With the war in Ukraine approaching eight weeks, more than 5 million people have fled the country since Russian troops invaded on Feb. 24, the U.N. refugee agency reported Wednesday.
When the number reached 4 million on March 30, the exodus exceeded the worst-case predictions of the Geneva-based U.N. High Commissioner for Refugees.
The even bigger milestone in Europe’s biggest refugee crisis since World War II was reached as Russia unleashed a full-scale offensive in eastern Ukraine that will disrupt and end more lives.
Ukraine had a pre-war population of 44 million, and UNHCR says the conflict has displaced more than 7 million people within Ukraine along with the 5.03 million who had left as of Wednesday. According to the agency, 13 million people are believed to be trapped in the war-affected areas of Ukraine.
More than half of the refugees, over 2.8 million, fled at least at first to Poland. They are eligible for national ID numbers that entitle them to work, to free health care, schooling and bonuses for families with children.

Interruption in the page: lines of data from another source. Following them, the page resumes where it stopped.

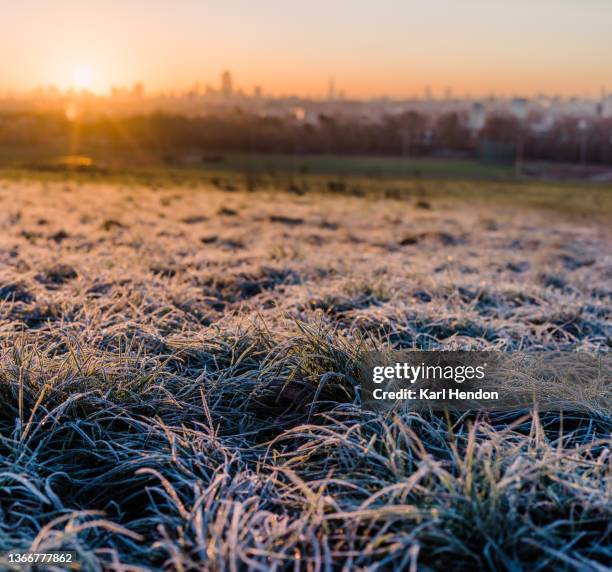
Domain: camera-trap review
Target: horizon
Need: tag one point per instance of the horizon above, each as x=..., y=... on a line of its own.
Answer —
x=474, y=49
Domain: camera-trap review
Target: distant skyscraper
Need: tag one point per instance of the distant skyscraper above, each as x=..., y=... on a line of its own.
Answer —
x=226, y=83
x=331, y=91
x=478, y=116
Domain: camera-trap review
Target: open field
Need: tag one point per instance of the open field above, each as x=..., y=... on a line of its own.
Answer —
x=177, y=372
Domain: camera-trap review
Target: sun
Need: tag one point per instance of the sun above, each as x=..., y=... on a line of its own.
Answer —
x=83, y=78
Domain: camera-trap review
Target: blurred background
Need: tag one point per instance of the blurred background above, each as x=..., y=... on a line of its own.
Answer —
x=474, y=89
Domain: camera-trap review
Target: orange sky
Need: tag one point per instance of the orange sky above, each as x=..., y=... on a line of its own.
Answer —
x=391, y=47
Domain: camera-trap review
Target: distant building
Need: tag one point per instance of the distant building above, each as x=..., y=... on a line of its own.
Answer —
x=477, y=117
x=226, y=84
x=519, y=108
x=331, y=90
x=138, y=90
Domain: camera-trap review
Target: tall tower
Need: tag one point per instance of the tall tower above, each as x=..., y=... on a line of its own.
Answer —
x=226, y=83
x=331, y=90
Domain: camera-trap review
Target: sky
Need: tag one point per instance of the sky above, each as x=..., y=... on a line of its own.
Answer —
x=370, y=47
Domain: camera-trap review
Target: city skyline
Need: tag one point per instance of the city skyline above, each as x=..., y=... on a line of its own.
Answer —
x=391, y=49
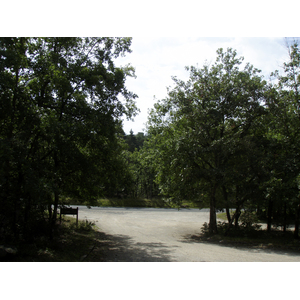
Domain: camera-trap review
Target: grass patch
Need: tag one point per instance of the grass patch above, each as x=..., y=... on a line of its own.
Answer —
x=70, y=244
x=134, y=202
x=250, y=237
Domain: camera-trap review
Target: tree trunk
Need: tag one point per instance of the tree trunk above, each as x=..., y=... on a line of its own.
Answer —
x=296, y=231
x=212, y=212
x=284, y=217
x=225, y=194
x=270, y=208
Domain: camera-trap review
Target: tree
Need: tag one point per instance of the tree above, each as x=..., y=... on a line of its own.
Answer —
x=60, y=118
x=284, y=103
x=203, y=126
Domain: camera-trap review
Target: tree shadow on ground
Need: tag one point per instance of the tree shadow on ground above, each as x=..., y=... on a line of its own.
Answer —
x=252, y=245
x=121, y=248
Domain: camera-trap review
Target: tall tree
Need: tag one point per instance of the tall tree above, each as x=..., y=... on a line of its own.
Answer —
x=203, y=125
x=62, y=99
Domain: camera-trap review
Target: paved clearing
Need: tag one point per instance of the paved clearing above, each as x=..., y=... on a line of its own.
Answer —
x=161, y=235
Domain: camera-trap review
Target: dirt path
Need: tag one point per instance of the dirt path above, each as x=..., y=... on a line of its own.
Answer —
x=146, y=234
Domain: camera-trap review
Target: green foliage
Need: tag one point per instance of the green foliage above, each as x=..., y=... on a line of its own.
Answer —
x=60, y=123
x=202, y=133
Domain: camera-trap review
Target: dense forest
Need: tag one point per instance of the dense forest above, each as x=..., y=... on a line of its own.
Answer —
x=225, y=139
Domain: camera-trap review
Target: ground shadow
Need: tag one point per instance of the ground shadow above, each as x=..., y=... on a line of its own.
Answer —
x=121, y=248
x=241, y=245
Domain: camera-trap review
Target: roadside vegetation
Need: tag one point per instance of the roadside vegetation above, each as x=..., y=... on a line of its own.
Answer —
x=227, y=138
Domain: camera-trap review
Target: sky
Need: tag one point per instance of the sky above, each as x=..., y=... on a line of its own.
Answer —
x=157, y=59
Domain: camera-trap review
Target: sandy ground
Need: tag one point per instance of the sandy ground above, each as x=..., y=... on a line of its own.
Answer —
x=166, y=235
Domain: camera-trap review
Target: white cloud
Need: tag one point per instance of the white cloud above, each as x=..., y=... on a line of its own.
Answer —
x=156, y=60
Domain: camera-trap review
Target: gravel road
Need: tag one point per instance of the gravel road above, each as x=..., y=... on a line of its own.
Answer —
x=161, y=235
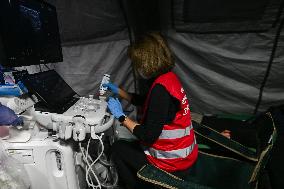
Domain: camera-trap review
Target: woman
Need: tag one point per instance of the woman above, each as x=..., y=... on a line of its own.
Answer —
x=165, y=135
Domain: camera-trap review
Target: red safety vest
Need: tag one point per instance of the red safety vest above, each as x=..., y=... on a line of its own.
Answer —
x=176, y=147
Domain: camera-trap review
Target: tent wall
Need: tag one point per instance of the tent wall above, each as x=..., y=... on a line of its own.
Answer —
x=223, y=72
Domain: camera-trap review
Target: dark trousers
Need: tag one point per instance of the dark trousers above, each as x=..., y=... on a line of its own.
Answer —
x=129, y=158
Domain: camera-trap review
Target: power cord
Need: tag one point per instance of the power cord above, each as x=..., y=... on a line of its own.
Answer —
x=89, y=165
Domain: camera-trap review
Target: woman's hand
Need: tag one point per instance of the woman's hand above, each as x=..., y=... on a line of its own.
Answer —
x=112, y=87
x=226, y=133
x=8, y=117
x=115, y=107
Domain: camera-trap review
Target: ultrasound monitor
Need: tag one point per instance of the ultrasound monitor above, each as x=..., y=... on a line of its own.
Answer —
x=53, y=92
x=29, y=33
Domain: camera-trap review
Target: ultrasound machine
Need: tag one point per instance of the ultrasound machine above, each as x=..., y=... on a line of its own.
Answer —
x=59, y=127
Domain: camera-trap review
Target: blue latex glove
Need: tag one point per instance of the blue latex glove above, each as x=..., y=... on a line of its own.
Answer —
x=112, y=87
x=115, y=107
x=8, y=117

Farther south, Hungary has emerged as a major transit point for Ukrainian refugees. Out of more than 465,000 who arrived, some 16,400 have applied for protected status, meaning they want to stay. Many are members of the ethnic Hungarian minority in Ukraine.

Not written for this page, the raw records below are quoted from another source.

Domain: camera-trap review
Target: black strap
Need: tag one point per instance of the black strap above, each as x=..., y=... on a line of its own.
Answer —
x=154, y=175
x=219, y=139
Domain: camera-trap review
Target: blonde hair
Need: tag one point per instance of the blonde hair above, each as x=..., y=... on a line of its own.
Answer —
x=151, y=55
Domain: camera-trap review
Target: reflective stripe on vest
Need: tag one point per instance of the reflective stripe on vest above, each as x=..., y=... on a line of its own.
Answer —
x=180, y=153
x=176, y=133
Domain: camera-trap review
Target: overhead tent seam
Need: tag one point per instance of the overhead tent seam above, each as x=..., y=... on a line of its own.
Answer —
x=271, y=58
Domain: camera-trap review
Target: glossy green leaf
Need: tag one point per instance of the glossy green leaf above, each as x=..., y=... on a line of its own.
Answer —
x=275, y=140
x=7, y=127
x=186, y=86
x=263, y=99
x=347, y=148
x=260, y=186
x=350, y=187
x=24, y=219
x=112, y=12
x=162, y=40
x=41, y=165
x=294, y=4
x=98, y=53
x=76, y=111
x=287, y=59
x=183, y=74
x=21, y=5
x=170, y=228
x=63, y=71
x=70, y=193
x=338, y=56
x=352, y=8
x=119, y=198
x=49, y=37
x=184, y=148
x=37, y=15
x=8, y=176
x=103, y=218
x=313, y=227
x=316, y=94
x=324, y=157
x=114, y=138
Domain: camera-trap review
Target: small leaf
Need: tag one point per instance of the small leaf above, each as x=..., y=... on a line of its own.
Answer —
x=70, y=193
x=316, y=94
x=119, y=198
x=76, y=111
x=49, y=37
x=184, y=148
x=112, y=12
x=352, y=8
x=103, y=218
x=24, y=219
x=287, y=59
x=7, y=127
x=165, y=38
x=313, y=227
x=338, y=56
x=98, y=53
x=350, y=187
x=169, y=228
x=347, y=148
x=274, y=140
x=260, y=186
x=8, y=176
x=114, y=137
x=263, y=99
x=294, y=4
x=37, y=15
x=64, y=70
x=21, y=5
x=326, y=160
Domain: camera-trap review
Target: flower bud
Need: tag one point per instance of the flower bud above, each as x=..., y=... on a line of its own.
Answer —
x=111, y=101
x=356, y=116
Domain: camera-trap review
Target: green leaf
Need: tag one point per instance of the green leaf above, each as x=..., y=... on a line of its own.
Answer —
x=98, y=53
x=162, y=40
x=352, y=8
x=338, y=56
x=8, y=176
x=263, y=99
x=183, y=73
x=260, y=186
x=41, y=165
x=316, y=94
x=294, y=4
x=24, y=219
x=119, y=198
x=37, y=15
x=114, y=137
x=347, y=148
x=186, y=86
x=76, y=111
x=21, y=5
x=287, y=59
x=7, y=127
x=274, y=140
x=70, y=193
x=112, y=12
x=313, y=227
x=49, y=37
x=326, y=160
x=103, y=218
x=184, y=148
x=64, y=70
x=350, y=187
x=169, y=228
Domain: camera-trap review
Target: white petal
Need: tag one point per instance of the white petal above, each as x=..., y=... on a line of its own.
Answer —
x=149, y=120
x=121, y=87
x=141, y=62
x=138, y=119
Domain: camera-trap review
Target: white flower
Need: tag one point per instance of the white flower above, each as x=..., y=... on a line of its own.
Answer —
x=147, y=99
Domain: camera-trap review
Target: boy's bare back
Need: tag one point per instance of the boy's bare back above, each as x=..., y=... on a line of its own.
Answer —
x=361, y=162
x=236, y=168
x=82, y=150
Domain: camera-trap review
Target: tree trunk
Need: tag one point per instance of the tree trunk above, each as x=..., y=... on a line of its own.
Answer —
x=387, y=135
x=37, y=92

Hungary’s government says it has provided around $8.7 million to several charitable organizations and is giving subsidies to companies that employ Ukrainians granted asylum.
In March, a non-governmental organization, Migration Aid, rented an entire five-story building in Budapest, a former workers' hostel, to provide temporary accommodation for people escaping the war in Ukraine. It has helped some 4,000 refugees so far.

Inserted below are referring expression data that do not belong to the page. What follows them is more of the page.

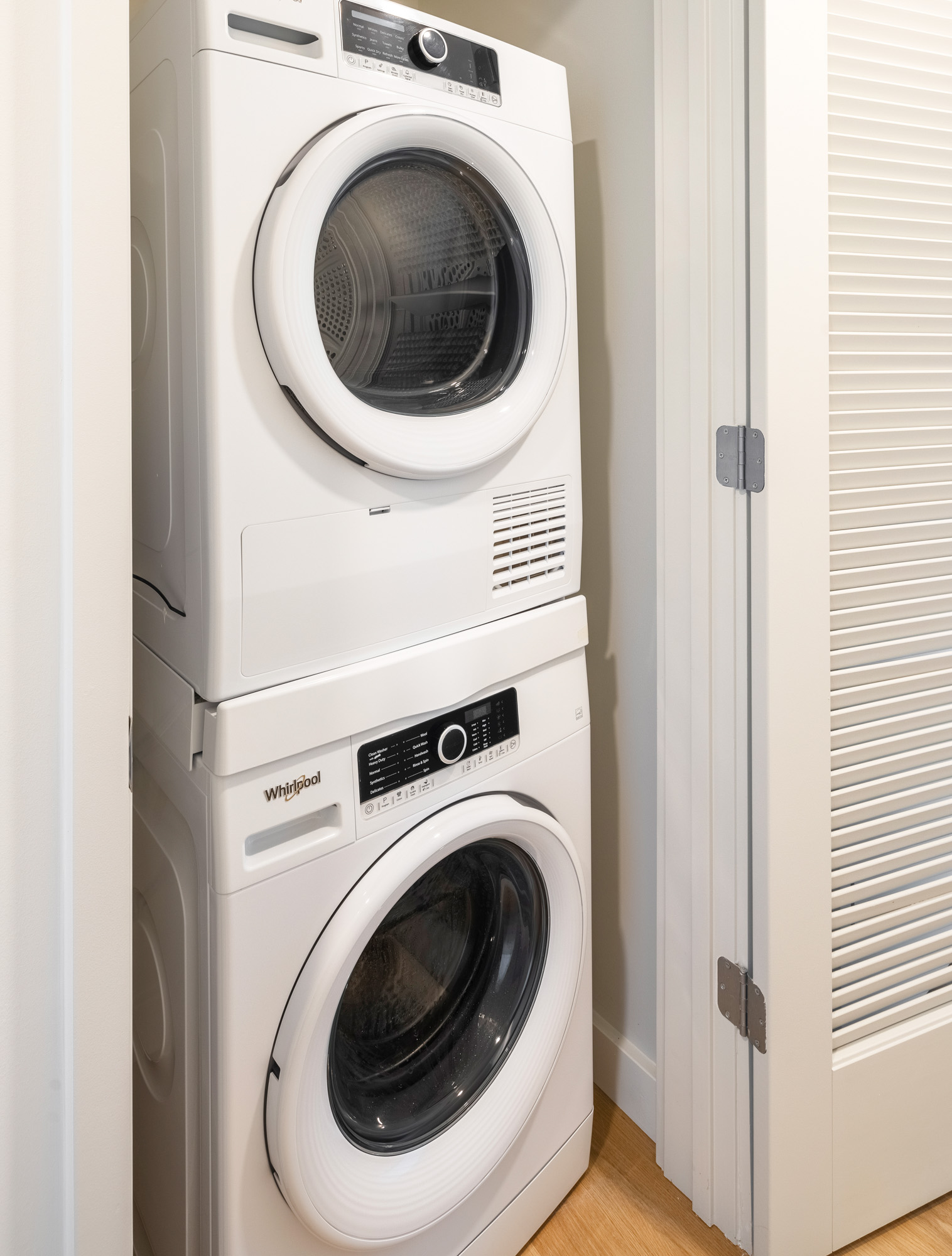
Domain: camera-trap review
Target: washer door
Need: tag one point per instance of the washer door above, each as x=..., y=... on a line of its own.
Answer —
x=410, y=293
x=426, y=1022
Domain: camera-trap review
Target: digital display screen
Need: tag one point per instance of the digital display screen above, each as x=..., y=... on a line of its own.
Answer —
x=370, y=33
x=413, y=754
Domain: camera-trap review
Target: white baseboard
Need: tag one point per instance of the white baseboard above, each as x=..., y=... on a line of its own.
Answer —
x=625, y=1073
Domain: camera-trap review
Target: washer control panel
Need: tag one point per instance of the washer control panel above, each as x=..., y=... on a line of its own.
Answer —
x=413, y=762
x=405, y=51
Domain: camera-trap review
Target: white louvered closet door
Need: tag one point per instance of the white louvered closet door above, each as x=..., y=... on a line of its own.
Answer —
x=891, y=581
x=851, y=269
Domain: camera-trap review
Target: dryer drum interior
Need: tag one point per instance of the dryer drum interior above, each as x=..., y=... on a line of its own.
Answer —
x=421, y=286
x=439, y=998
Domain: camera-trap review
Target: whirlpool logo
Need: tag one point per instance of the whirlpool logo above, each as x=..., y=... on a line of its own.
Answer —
x=292, y=789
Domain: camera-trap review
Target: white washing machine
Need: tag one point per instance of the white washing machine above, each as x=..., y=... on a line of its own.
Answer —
x=356, y=419
x=362, y=958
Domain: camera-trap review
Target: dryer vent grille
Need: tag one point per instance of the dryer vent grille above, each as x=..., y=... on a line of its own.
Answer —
x=528, y=537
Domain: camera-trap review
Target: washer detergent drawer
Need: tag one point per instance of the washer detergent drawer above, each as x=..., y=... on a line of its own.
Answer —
x=333, y=585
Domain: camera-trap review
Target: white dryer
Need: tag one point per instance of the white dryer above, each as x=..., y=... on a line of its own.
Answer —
x=356, y=419
x=362, y=966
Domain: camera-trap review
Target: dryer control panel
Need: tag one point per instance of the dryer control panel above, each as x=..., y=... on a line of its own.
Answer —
x=406, y=764
x=405, y=51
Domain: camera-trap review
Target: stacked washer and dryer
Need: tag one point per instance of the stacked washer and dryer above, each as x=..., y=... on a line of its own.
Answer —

Neighboring Romania has received over 750,000 refugees from Ukraine so far.
The European nations hosting refugees say they need international help to manage the challenge, especially now as Russia has intensified attacks in Ukraine's eastern Donbas region.
Data from Poland shows that some 738,000 people have crossed back into Ukraine during the war. Some of them shuttle back and forth to do shopping in Poland, while others return to Ukraine to check on relatives and property, electing to either stay or depart again depending on what they find.
More than half of the refugees from Ukraine are children, according to UNHCR. Thousands of civilians, including children, have been killed or wounded in shelling and air strikes.